FIG. 9 is a diagram for explaining a conventional problem.

[Explanation of symbols]

 A Image blur correction variable magnification optical system A1 First group A1F Afocal part (front group) A1Fa movable group A1Fb Fixed group A1R Rear group LD lens moving means 1A, 1B Image blur correction variable magnification optical system

Claims (3)

[Claims] 1. A first group which is immovable in the optical axis direction,
In an image blur correction variable magnification optical system in which a variable power group following the first lens group is arranged in this order from the object side, the first lens group includes a front lens group of an afocal system and a rear lens group having a positive refractive power.

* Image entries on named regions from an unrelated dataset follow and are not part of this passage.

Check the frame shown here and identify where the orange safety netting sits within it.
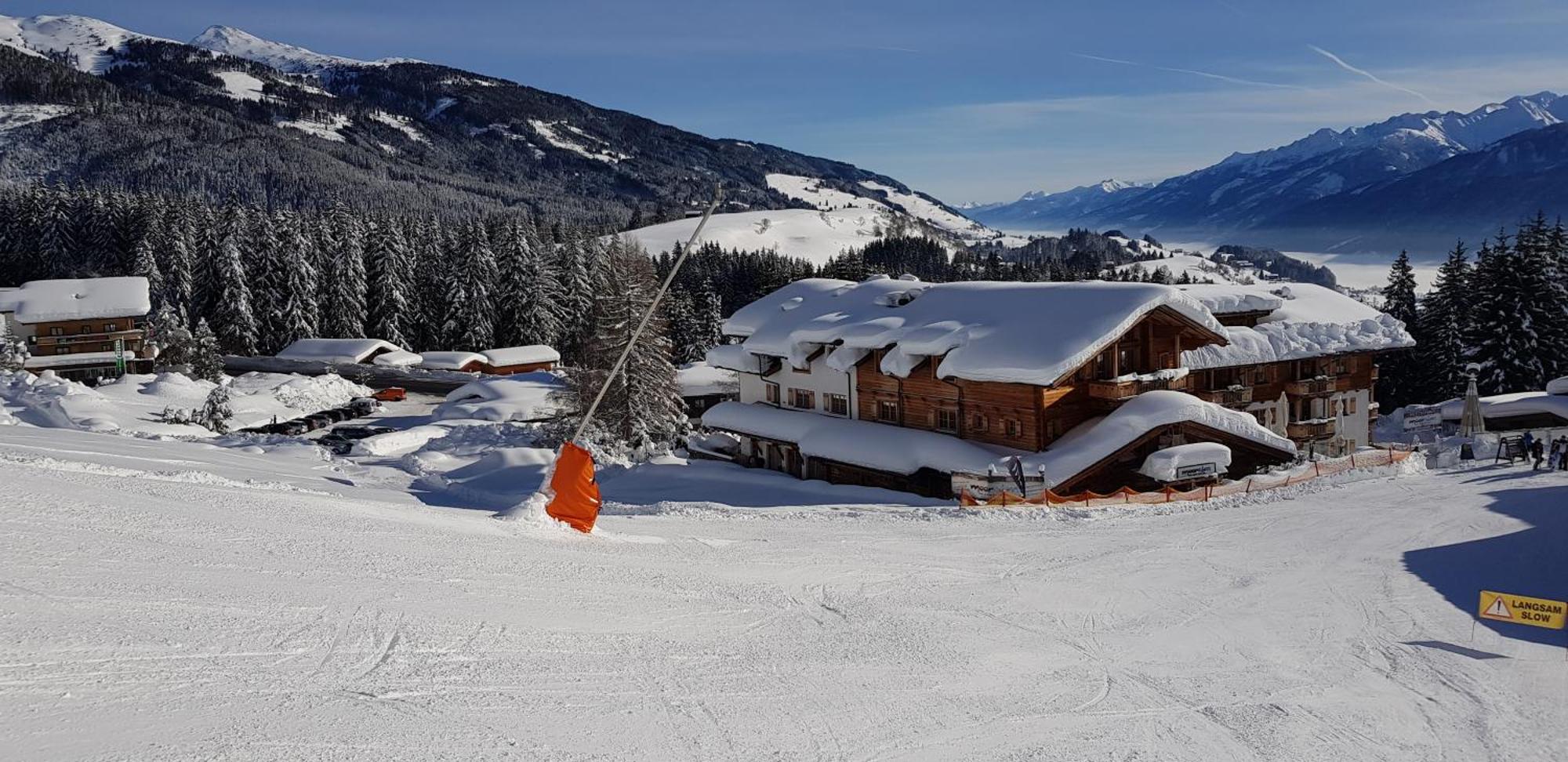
[958,450,1413,508]
[544,442,599,532]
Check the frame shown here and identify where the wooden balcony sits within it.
[1198,386,1253,406]
[1286,419,1336,441]
[1284,376,1348,397]
[1088,376,1192,401]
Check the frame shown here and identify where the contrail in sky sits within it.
[1069,53,1306,89]
[1306,45,1433,103]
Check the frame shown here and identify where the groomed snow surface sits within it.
[0,425,1568,762]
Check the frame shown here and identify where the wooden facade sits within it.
[855,307,1225,452]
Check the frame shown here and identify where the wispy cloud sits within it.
[1306,45,1433,103]
[1068,53,1306,89]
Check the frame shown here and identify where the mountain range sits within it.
[0,16,996,238]
[971,93,1568,252]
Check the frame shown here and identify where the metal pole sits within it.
[571,185,724,444]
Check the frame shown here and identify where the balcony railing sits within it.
[33,331,143,345]
[1284,376,1341,397]
[1198,386,1253,405]
[1286,419,1336,439]
[1088,376,1190,401]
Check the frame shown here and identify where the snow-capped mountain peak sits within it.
[190,25,367,74]
[0,16,172,74]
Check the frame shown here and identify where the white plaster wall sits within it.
[739,353,856,419]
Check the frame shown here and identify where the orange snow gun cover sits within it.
[544,442,599,532]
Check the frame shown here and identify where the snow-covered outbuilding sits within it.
[0,276,152,381]
[480,343,561,376]
[702,276,1317,495]
[419,351,486,373]
[278,339,411,365]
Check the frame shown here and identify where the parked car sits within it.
[347,397,381,415]
[267,419,310,436]
[328,426,397,439]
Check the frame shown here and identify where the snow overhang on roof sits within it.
[709,276,1226,386]
[1179,282,1416,370]
[278,339,406,362]
[0,276,152,323]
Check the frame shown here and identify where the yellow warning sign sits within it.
[1480,590,1568,630]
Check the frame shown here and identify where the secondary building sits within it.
[702,276,1410,495]
[0,278,152,381]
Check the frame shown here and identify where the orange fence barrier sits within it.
[958,448,1414,508]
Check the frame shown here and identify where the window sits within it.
[877,401,898,423]
[936,408,958,431]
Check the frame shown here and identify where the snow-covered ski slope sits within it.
[0,426,1568,762]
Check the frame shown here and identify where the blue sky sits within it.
[12,0,1568,202]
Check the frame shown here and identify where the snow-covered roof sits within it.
[1178,284,1416,368]
[481,343,561,367]
[702,390,1295,484]
[431,370,564,423]
[419,351,485,370]
[278,339,408,362]
[1138,442,1231,481]
[1443,392,1568,420]
[1024,390,1295,484]
[370,350,425,368]
[676,362,740,397]
[0,276,152,323]
[710,276,1225,386]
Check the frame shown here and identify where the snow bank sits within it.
[0,276,152,323]
[724,278,1225,386]
[1443,392,1568,420]
[419,351,485,370]
[480,343,561,367]
[431,372,564,423]
[676,362,740,397]
[1138,442,1231,481]
[278,339,406,364]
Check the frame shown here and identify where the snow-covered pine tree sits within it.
[1411,241,1472,403]
[568,238,687,458]
[1468,230,1544,394]
[495,223,561,347]
[130,220,168,310]
[442,221,497,351]
[557,230,599,365]
[187,318,223,384]
[365,218,411,347]
[158,199,194,321]
[1378,251,1421,409]
[198,387,234,434]
[210,204,257,354]
[0,317,28,373]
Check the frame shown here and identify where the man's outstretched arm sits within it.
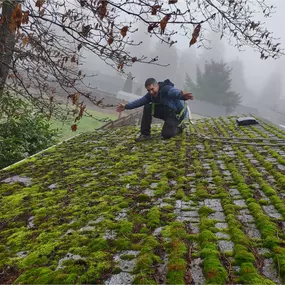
[116,94,150,112]
[167,88,193,100]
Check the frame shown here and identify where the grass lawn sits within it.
[52,110,118,141]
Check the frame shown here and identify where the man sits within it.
[116,78,193,141]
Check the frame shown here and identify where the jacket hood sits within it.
[158,79,174,88]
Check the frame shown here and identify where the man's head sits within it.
[144,78,159,97]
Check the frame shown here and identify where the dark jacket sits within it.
[125,79,187,119]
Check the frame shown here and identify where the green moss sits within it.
[147,207,160,228]
[166,258,186,284]
[234,244,255,264]
[175,189,185,200]
[239,263,275,285]
[88,238,108,251]
[118,220,134,236]
[133,272,156,284]
[198,206,215,217]
[114,238,131,248]
[137,194,151,203]
[120,254,136,260]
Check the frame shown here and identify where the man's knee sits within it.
[143,104,152,111]
[161,124,177,139]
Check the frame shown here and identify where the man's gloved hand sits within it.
[181,91,194,101]
[116,103,125,112]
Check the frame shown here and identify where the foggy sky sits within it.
[80,0,285,99]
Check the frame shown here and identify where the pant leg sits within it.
[141,104,152,136]
[161,106,181,139]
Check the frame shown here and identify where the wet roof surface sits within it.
[0,118,285,284]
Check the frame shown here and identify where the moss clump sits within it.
[88,238,109,251]
[198,206,215,217]
[118,221,134,236]
[121,254,136,260]
[147,207,160,229]
[234,244,255,264]
[166,258,186,284]
[114,238,131,251]
[238,263,275,285]
[133,272,157,284]
[137,194,151,203]
[175,189,185,200]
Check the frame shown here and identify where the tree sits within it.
[185,60,241,112]
[147,42,178,82]
[0,93,58,169]
[260,70,282,110]
[175,46,197,88]
[0,0,281,121]
[123,72,133,93]
[198,31,226,69]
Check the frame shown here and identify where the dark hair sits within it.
[144,78,157,88]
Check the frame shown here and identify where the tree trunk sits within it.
[0,0,19,99]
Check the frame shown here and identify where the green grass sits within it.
[51,110,118,141]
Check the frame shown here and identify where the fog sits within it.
[80,0,285,108]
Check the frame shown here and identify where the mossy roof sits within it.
[0,117,285,284]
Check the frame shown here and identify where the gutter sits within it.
[0,111,138,171]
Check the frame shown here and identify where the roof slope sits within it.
[0,118,285,284]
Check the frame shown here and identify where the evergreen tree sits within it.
[175,47,197,88]
[148,42,179,82]
[185,60,241,112]
[260,70,282,110]
[123,72,133,93]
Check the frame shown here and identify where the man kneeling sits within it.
[116,78,193,141]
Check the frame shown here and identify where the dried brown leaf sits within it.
[121,26,129,38]
[36,0,45,9]
[160,14,171,34]
[108,37,114,45]
[151,5,161,16]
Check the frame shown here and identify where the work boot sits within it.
[135,134,151,142]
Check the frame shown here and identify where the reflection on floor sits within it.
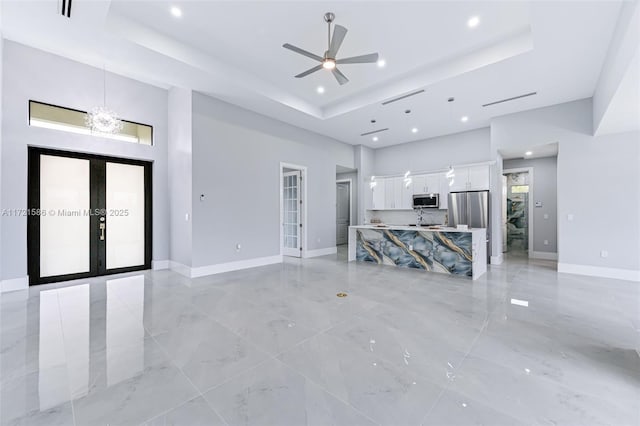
[0,255,640,425]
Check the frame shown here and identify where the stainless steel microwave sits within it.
[413,194,440,209]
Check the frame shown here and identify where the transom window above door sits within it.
[29,101,153,145]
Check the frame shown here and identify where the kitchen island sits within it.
[349,225,487,280]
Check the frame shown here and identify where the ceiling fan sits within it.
[282,12,378,85]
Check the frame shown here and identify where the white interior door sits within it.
[282,170,302,257]
[40,155,91,277]
[336,182,351,245]
[105,162,145,269]
[27,148,151,284]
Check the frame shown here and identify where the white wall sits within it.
[491,99,640,279]
[0,41,169,280]
[593,1,640,134]
[373,127,492,176]
[503,157,558,253]
[168,87,193,267]
[193,93,354,267]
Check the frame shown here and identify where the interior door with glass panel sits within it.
[282,170,302,257]
[27,148,151,284]
[336,182,351,245]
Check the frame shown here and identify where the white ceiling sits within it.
[499,142,558,160]
[2,0,620,147]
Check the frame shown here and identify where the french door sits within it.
[282,170,302,257]
[27,148,152,284]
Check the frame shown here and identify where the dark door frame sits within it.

The front group is composed of a movable group and a fixed group arranged behind the movable group, and the movable group is moved in a direction orthogonal to the optical axis by the lens moving means when the variable power optical system is tilted. An image blur correction variable magnification optical system characterized by that. 2. The image blur correction variable magnification optical system according to claim 1, wherein the movable group is a positive lens and the fixed group is a negative lens. 3. The image blur correction variable magnification optical system according to claim 1, wherein the movable group is a negative lens and the fixed group is a positive lens.